L’organisation des Nations Unies pour l’Alimentation et l’Agriculture (FAO) a récemment annoncé que la production mondiale de blé devrait augmenter de 3,2% en 2018 pour passer à 674 millions de tonnes. Ce chiffre reste cependant encore légèrement inférieur aux récoltes de 2017. Cette récente estimation de la FAO pourrait-elle ralentir la hausse, voire faire baisser le prix du blé ?

Plus de 60% en quelques mois

Depuis un an, les prix ont presque doublé. Le cours du blé de meunerie à Paris se négocie désormais 200 euros la tonne. Nous sommes encore loin du record de la dernière décennie lorsque le prix de la tonne de blé de meunerie avait atteint 290,5 euros. La tonne d’épeautre, ancêtre du blé qui est utilisé dans l’agriculture bio, risque cependant de dépasser ce seuil dans les prochains mois.

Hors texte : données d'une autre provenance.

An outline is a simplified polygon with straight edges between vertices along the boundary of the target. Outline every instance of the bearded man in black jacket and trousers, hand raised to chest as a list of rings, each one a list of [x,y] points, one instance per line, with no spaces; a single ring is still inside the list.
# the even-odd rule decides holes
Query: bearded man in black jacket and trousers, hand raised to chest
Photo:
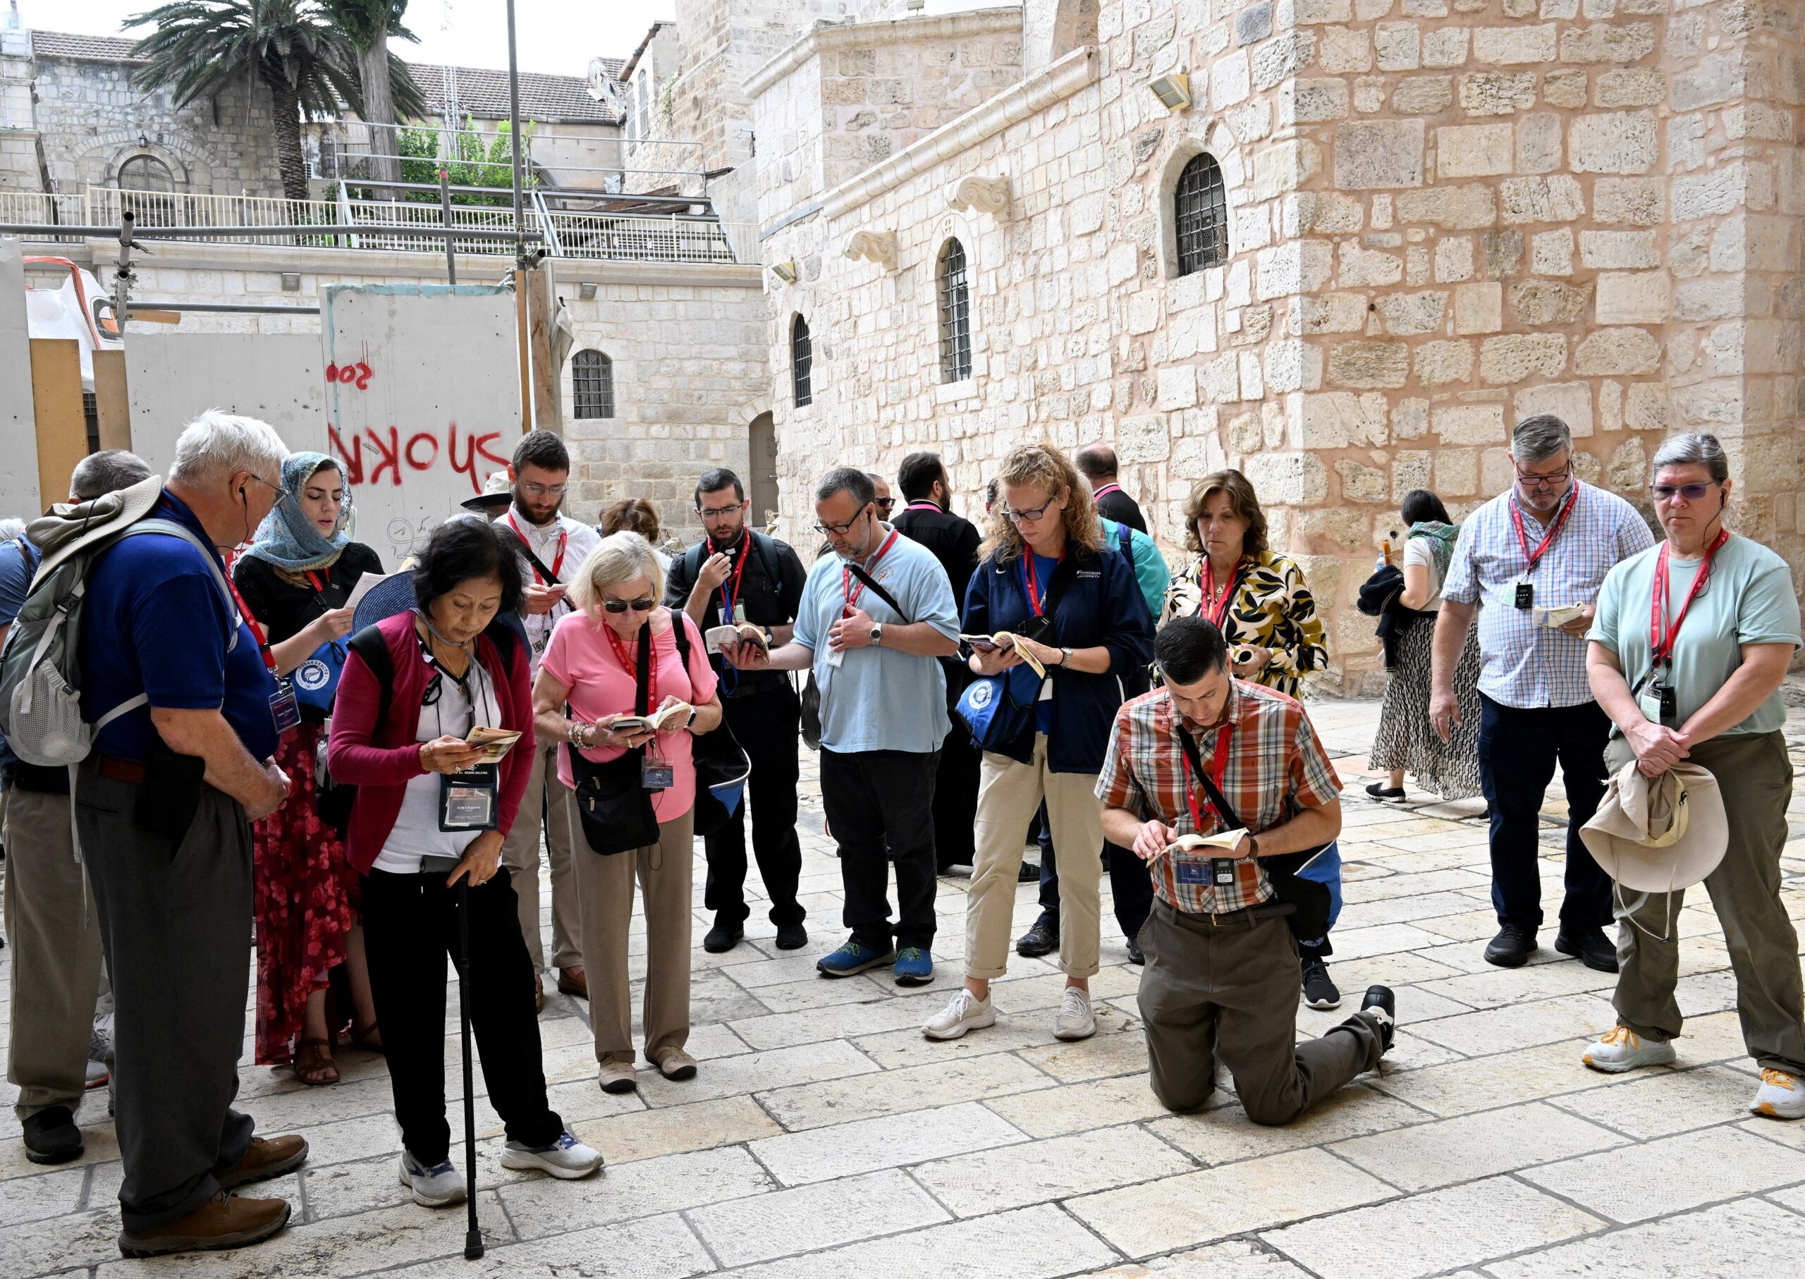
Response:
[[[751,624],[765,633],[771,648],[789,644],[805,577],[801,559],[789,543],[745,525],[745,487],[726,467],[708,471],[695,485],[695,514],[706,538],[671,561],[664,603],[680,608],[708,633],[715,626]],[[778,949],[796,951],[809,942],[796,902],[801,879],[801,842],[796,839],[796,741],[801,736],[801,702],[782,671],[735,671],[720,657],[709,658],[720,675],[727,727],[753,761],[747,799],[753,806],[753,857],[771,898],[771,922]],[[708,888],[704,904],[715,925],[702,949],[720,954],[745,936],[745,806],[704,839]]]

Or la croissance de la consommation de la céréale n’est pas près de ralentir. « La consommation mondiale de blé a été multipliée par quatre en l’espace d’un demi-siècle, passant ainsi de moins de 150 millions de tonnes consommées en 1946 à plus de 600 millions de tonnes en 2005″, explique la Conférence des Nations Unies sur l’environnement et le développement (CNUED). « Parmi les facteurs qui tirent la consommation de blé vers le haut, la croissance démographique ainsi que la migration des populations des campagnes vers les villes où le blé est davantage consommé, sont à mettre en exergue« , ajoute-t-elle.

Vraisemblablement, la demande pour le blé reste toujours supérieure à sa disponibilité au cours des dernières décennies. Cependant, son prix avait enregistré de lourdes baisses entre 2015 et 2016.

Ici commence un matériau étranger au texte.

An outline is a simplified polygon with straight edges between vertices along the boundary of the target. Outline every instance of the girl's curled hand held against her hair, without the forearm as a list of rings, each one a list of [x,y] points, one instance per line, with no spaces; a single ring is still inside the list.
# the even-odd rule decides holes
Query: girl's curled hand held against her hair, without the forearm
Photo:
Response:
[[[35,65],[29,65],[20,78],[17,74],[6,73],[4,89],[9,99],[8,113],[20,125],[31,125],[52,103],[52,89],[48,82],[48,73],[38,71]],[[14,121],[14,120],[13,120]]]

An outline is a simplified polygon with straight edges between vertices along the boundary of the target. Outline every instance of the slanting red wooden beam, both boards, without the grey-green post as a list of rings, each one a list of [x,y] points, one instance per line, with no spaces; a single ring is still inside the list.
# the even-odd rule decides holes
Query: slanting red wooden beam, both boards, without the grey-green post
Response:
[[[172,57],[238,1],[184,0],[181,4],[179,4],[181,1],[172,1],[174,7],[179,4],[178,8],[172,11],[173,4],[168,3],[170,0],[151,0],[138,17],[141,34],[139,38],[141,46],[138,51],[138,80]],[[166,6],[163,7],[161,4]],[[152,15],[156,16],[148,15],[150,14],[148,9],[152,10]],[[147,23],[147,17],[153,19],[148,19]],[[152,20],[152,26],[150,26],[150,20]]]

Pourquoi le blé dépend du pétrole ?

Il existe une forte corrélation entre les cours du blé et ceux du pétrole. Si l’on tient compte de l’inflation, le prix du blé avait atteint un record absolu en 1974 avec 650 dollars la tonne. Le crash pétrolier des années 70 était la principale raison de cette fièvre haussière. Lorsque le prix du pétrole monte, les coûts de production et de récolte du blé suivent. C’est la rançon de la mécanisation de l’agriculture.

Selon les récentes prévisions de Goldman Sachs, le prix du baril pour l’année 2018 ne dépassera pas le seuil des 80 $. En revanche, la Banque américaine estime que le prix du baril pourrait franchir les 100 $ dès 2020. Considérant la corrélation entre le cours du blé et du brut, le prix de la céréale va probablement poursuivre sa hausse sur les deux prochaines années malgré l’augmentation de la production.

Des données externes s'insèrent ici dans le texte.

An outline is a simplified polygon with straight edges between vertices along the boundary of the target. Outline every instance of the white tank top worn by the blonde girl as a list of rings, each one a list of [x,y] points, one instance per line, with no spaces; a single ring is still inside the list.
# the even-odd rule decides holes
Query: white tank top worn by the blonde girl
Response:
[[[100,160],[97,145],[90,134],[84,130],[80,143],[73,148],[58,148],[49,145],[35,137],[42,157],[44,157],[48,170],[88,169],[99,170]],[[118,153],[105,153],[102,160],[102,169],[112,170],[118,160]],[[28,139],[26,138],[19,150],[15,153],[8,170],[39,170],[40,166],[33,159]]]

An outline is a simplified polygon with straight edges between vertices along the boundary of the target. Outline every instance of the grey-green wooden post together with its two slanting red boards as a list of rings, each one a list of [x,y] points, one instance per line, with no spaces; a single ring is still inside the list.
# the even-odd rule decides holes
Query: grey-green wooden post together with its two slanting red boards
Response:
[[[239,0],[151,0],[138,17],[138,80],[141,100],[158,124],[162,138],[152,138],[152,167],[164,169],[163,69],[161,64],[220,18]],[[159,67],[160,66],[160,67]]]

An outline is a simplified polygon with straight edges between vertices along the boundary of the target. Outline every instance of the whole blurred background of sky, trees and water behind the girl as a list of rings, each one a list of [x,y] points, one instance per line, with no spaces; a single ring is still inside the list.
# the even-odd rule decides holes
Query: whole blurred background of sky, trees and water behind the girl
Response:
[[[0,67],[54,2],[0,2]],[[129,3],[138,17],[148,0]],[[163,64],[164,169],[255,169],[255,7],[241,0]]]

La constante croissance démographique de la population mondiale conjuguée à une hausse du prix du baril devrait entraîner une hausse du prix de la tonne de blé dans les deux prochaines années.

Comment en profiter ? Avec les prix à la hausse, les exploitants investissent pour augmenter les rendements. Misez donc sur les semenciers, tels que le français Vilmorin, et les fabricants d’engrais tels que l’allemand K+S.